3. A new way to think about Numerical Computation
4. Finding great data sources for starter data science projects and ( part 2).
Do you see bootcamps replacing college for parts of the population?
Colleges and universities are slow-moving institutions with highly siloed departments where instructors are rewarded for research, not teaching. Consequently, curricula are often out-dated and theoretical. Our subject, data science, is practical, cutting-edge, and interdisciplinary -- exactly the kind of subject matter that universities have a hard time teaching.
It’s also an interesting space because of the huge industry demand for data science and their willingness to pay for candidates’ tuitions, which allows us to make the program free for admitted fellows. Qualified students are able to attend without incurring any debt, and are all but guaranteed jobs after the training. I think that gives bootcamps like ours another major advantage over universities.
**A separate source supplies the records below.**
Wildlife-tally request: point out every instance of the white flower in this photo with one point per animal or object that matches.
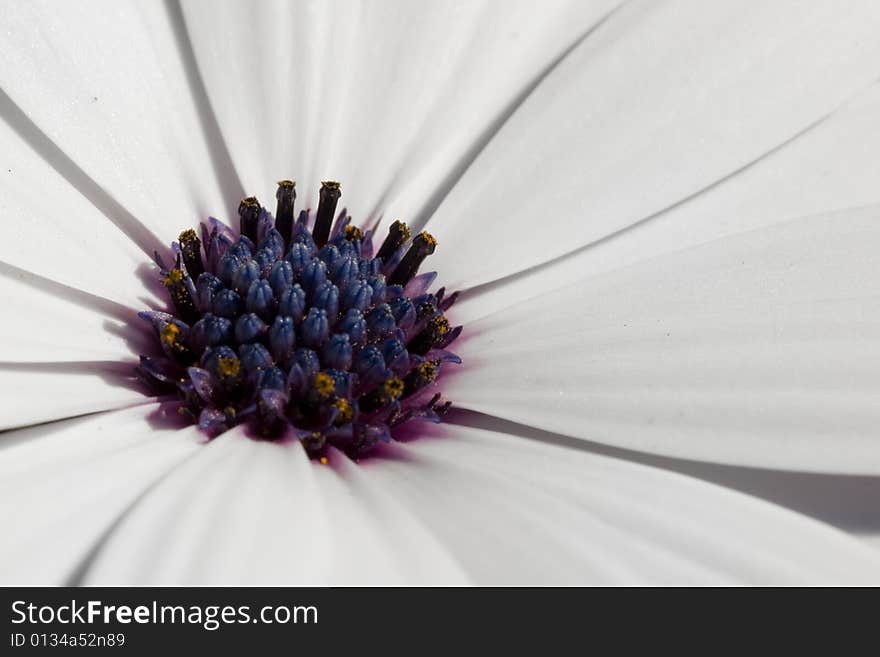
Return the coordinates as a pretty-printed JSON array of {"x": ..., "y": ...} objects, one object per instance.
[{"x": 653, "y": 208}]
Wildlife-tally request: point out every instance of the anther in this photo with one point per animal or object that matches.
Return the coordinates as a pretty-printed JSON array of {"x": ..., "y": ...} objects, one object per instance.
[
  {"x": 182, "y": 292},
  {"x": 398, "y": 234},
  {"x": 329, "y": 197},
  {"x": 430, "y": 336},
  {"x": 423, "y": 245},
  {"x": 286, "y": 196},
  {"x": 353, "y": 233},
  {"x": 190, "y": 246},
  {"x": 420, "y": 377},
  {"x": 324, "y": 384},
  {"x": 249, "y": 216}
]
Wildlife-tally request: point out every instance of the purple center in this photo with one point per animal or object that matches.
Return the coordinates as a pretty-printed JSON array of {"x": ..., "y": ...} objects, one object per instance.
[{"x": 297, "y": 325}]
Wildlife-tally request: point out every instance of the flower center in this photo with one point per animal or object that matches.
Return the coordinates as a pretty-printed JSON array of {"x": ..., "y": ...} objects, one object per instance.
[{"x": 296, "y": 323}]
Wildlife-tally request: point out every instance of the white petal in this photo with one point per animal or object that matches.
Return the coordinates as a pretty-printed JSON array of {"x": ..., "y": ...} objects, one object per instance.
[
  {"x": 524, "y": 512},
  {"x": 49, "y": 228},
  {"x": 830, "y": 167},
  {"x": 506, "y": 510},
  {"x": 63, "y": 485},
  {"x": 254, "y": 512},
  {"x": 387, "y": 96},
  {"x": 760, "y": 349},
  {"x": 40, "y": 392},
  {"x": 49, "y": 322},
  {"x": 103, "y": 88},
  {"x": 662, "y": 102}
]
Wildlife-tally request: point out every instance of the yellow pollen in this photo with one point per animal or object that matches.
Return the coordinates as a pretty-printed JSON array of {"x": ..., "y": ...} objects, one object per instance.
[
  {"x": 428, "y": 371},
  {"x": 346, "y": 412},
  {"x": 228, "y": 367},
  {"x": 170, "y": 334},
  {"x": 174, "y": 277},
  {"x": 440, "y": 325},
  {"x": 324, "y": 384},
  {"x": 404, "y": 230},
  {"x": 393, "y": 387},
  {"x": 353, "y": 233}
]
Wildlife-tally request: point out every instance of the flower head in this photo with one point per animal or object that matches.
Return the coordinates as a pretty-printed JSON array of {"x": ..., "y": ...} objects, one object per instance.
[{"x": 298, "y": 324}]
That said, I do think universities are good at teaching fundamental concepts like statistics or core CS algorithms. For example, we benefit greatly from US universities and the National Science Foundation, which help train researchers in many of the core skills of data science, like statistics and programming. For example, the United States graduates 40,000 STEM PhD graduates annually, but only 20,000 continue in academia. We are able to draw from a very talented national (and international) pool of talent that’s benefited from strong university education.
Tell us about your curriculum
We think of our curriculum as being broken up into four major topics:
1. Software development and the ability to manage data pipelines, handle structured and unstructured data, or handling databases.
2. Machine learning, statistics, and specialized applications like time-series and natural language processing.
3. Distributed Computing topics like Hadoop, HIVE, Mapreduce, and Spark.
4. Visualization tools and techniques, including libraries like matplotlib, bokeh, d3js.
What is the job market like for data science?
We’re based in SF, DC, and NYC and the market for data science is exploding in all of them. Obviously, the technology sector is the primary employer for data scientists in the bay area. There’s a huge amount of government or government-contractor demand in Washington, DC. In NYC, the financial services sector is aggressively hiring data scientist and quants. Medicine is another huge employer of data scientists -- and that demand is growing with the introduction of the Affordable Care Act and the change in medical funding.
Michael Li is the founder of The Data Incubator. Previously, he has worked as a data scientist (Foursquare), quant (D.E. Shaw, J.P. Morgan), and a rocket scientist (NASA). He did his PhD at Princeton as a Hertz fellow and read Part III Maths at Cambridge as a Marshall scholar.
At Foursquare, Michael discovered that his favorite part of the job was teaching and mentoring smart people about data science. He decided to build a startup that lets him focus on what he really loves.